I'm trying to process a 4.6GB XML file with the following code:
context = ET.iterparse(file_name_data, events=("start", "end"))
in_pandcertificaat = False
pandcertificaat = {}
pandcertificaten = []
number_of_pickles = 0
for index, (event, elem) in enumerate(context):
if event == "start" and elem.tag == "Pandcertificaat":
in_pandcertificaat = True
pandcertificaat = {} # Initiate empty pandcertificaat.
continue
elif event == "end" and elem.tag == "Pandcertificaat":
in_pandcertificaat = False
pandcertificaten.append(pandcertificaat)
continue
elif in_pandcertificaat:
pandcertificaat[elem.tag] = elem.text
else:
pass
if index % iteration_interval_for_internal_memory_check == 0:
print(f"index = {index:.2e}")
process = psutil.Process(os.getpid())
internal_memory_usage_in_mb = process.memory_info().rss / (1024 * 1024)

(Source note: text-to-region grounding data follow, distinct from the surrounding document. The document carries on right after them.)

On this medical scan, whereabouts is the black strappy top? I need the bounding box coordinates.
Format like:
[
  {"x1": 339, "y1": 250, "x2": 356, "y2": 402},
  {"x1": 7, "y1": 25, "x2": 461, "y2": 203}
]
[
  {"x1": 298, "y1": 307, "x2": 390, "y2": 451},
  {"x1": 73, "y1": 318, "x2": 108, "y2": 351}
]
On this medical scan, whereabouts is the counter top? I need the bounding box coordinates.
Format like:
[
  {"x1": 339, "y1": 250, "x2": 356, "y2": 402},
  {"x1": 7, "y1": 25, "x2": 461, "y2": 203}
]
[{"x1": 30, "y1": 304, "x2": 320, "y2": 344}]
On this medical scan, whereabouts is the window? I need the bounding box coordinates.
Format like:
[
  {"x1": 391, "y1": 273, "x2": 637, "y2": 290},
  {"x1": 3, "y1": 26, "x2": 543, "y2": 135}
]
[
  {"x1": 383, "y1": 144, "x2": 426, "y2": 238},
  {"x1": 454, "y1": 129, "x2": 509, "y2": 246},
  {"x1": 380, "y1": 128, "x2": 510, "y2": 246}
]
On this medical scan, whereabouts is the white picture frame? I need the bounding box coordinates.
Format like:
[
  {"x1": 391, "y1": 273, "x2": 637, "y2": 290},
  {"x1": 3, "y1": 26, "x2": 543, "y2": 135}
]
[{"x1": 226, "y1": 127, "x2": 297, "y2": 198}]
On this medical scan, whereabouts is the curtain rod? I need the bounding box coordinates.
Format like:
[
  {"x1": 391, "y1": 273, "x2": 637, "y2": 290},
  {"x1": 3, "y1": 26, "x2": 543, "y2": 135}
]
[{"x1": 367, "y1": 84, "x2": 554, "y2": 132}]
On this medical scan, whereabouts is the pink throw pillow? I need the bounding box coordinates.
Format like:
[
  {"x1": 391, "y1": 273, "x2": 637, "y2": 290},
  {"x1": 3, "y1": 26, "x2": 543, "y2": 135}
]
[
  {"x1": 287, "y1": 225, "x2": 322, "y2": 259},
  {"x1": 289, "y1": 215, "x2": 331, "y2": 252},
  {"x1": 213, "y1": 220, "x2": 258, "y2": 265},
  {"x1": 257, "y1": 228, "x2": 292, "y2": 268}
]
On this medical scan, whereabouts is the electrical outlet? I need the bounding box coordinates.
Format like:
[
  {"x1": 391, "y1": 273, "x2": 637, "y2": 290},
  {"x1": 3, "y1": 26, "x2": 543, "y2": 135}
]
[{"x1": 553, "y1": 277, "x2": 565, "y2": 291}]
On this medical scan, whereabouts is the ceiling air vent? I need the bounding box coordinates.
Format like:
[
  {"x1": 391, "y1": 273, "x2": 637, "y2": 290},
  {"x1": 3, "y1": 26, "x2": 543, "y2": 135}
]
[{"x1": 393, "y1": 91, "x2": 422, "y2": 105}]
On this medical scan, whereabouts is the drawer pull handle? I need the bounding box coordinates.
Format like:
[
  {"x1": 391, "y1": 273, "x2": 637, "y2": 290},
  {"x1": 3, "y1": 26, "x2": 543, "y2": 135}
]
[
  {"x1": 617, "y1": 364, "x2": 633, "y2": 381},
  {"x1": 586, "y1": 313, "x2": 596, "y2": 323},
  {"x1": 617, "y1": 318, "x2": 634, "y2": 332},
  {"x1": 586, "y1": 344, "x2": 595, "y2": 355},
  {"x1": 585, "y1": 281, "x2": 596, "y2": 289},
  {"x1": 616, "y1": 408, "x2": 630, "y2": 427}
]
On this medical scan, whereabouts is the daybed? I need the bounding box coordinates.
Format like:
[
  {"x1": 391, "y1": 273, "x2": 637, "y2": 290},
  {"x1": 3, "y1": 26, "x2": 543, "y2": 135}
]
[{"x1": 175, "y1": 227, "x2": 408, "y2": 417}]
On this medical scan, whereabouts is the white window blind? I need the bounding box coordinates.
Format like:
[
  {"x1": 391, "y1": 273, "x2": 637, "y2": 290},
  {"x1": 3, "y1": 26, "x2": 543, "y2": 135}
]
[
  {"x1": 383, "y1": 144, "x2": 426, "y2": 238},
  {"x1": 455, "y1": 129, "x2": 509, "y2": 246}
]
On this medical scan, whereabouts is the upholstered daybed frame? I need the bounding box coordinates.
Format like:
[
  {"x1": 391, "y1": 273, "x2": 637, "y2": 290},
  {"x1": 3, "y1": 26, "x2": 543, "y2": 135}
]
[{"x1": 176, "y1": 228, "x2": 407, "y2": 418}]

print(f"Memory usage = {internal_memory_usage_in_mb:.2f} * MB.")
if internal_memory_usage_in_mb > internal_memory_usage_limit_for_splitting_data_in_mb:
df = pd.DataFrame(pandcertificaten)
path_temporary_storage_data_frame = f"{base_path_temporary_storage_data_frame}{number_of_pickles}.{file_name_extension_pickle}"
df.to_pickle(path_temporary_storage_data_frame)

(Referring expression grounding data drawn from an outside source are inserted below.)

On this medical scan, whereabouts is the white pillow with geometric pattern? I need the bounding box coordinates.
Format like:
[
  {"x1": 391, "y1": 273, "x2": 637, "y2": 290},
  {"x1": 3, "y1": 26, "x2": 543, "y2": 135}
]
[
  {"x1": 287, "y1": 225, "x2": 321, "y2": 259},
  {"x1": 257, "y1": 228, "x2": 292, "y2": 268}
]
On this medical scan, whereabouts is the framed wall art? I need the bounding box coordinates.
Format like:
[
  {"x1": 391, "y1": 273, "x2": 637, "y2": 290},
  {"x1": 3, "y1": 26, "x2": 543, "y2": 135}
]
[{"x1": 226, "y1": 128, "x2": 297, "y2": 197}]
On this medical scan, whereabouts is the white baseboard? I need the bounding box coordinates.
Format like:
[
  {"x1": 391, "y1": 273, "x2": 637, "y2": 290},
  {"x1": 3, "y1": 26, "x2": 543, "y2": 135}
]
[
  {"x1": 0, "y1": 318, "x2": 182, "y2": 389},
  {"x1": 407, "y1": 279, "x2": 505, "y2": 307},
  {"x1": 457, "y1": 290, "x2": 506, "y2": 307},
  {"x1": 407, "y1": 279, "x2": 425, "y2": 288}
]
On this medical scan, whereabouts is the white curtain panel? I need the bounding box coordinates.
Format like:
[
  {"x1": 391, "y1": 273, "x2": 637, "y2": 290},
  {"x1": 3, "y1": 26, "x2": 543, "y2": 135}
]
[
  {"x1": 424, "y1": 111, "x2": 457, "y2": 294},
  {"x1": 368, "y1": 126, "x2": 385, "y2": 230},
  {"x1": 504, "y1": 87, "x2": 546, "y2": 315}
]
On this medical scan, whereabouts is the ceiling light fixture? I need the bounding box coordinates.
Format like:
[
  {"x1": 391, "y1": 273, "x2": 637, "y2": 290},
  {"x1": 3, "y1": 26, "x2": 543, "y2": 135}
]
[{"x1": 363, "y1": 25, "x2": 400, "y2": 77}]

print(f"Intermediately saving data frame to {path_temporary_storage_data_frame} to save internal memory.")
number_of_pickles += 1
pandcertificaten.clear()
gc.collect()
As you can see I try to save RAM by intermediately saving the Pandas data frames to files on disk but for some reason the RAM usage still keeps increasing. Even after adding gc.collect(), hopefully forcing garbage collection.
This is an example of the output I'm getting:
index = 3.70e+07
Memory usage = 2876.80 * MB.
Intermediately saving data frame to data_frame_pickles/26.pickle to save internal memory.
index = 3.80e+07
Memory usage = 2946.93 * MB.
Intermediately saving data frame to data_frame_pickles/27.pickle to save internal memory.
index = 3.90e+07
Memory usage = 3017.31 * MB.
Intermediately saving data frame to data_frame_pickles/28.pickle to save internal memory.
What am I doing wrong?
UPDATE 2023-03-17, 14:37.
The problem just got weirder. If I comment everything in the for loop, the RAM usage stillm keeps increasing in time. I believe it follows that there is a problem with iterparse. And the out of RAM problem occurs when using lxml or xml.etree.ElementTree. I did not try the XMLPullParser yet, as suggested by @Hermann12.